Label Learning Method Based on Tensor Projection
Jing Li, Quanxue Gao, Qianqian Wang, Cheng Deng, Deyan Xie
TL;DR
This work tackles scalable multi-view clustering by bypassing post-processing and bipartite graph learning through a tensor-projection approach that maps anchor graphs directly to clustering labels. By extending projection from a 2D view to a 3D tensor and incorporating a tensor Schatten $p$-norm regularization, the method encourages cross-view consensus while preserving useful complementary information. The proposed optimization uses an augmented Lagrangian framework with efficient G, H, Q, and J updates, yielding convergence in practice. Experiments across several large multi-view datasets demonstrate state-of-the-art performance in ACC, NMI, and Purity, highlighting the method's potential for scalable, high-quality clustering without heavy parameter tuning.
Abstract
Multi-view clustering method based on anchor graph has been widely concerned due to its high efficiency and effectiveness. In order to avoid post-processing, most of the existing anchor graph-based methods learn bipartite graphs with connected components. However, such methods have high requirements on parameters, and in some cases it may not be possible to obtain bipartite graphs with clear connected components.
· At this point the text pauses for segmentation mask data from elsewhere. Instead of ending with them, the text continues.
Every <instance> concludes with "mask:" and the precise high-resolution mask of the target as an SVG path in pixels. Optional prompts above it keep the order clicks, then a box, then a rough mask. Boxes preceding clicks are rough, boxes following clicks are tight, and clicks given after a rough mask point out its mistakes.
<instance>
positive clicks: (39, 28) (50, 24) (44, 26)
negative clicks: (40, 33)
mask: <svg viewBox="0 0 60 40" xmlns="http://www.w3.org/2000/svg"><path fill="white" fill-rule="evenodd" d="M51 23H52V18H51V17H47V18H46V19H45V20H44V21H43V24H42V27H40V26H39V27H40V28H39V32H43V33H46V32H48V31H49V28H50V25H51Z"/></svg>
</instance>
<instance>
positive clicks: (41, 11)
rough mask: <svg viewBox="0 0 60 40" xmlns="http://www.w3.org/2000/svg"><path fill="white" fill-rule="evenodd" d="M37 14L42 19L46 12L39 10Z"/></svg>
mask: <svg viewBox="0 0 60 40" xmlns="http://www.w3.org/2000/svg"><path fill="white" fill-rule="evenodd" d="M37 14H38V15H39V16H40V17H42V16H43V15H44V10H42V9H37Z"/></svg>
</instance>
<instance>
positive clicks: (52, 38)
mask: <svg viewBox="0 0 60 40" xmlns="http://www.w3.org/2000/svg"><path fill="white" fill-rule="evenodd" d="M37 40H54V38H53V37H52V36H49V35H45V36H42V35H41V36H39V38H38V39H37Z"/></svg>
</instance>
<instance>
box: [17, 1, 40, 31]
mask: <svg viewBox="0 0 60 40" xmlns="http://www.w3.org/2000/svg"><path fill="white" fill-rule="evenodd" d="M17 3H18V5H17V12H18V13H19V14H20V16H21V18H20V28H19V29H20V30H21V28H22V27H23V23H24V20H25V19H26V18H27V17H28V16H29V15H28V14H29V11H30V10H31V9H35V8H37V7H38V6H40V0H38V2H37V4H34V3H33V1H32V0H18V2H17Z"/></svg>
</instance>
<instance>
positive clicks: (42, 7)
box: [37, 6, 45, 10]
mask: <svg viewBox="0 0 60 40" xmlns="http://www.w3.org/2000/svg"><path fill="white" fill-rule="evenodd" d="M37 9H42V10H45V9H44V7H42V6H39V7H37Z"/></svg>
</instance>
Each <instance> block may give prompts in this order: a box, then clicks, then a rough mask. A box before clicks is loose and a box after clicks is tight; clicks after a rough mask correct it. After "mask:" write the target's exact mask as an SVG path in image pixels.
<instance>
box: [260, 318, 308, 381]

To end this, we propose a label learning method based on tensor projection (LLMTP). Specifically, we project anchor graph into the label space through an orthogonal projection matrix to obtain cluster labels directly. Considering that the spatial structure information of multi-view data may be ignored to a certain extent when projected in different views separately, we extend the matrix projection transformation to tensor projection, so that the spatial structure information between views can be fully utilized. In addition, we introduce the tensor Schatten $p$-norm regularization to make the clustering label matrices of different views as consistent as possible. Extensive experiments have proved the effectiveness of the proposed method.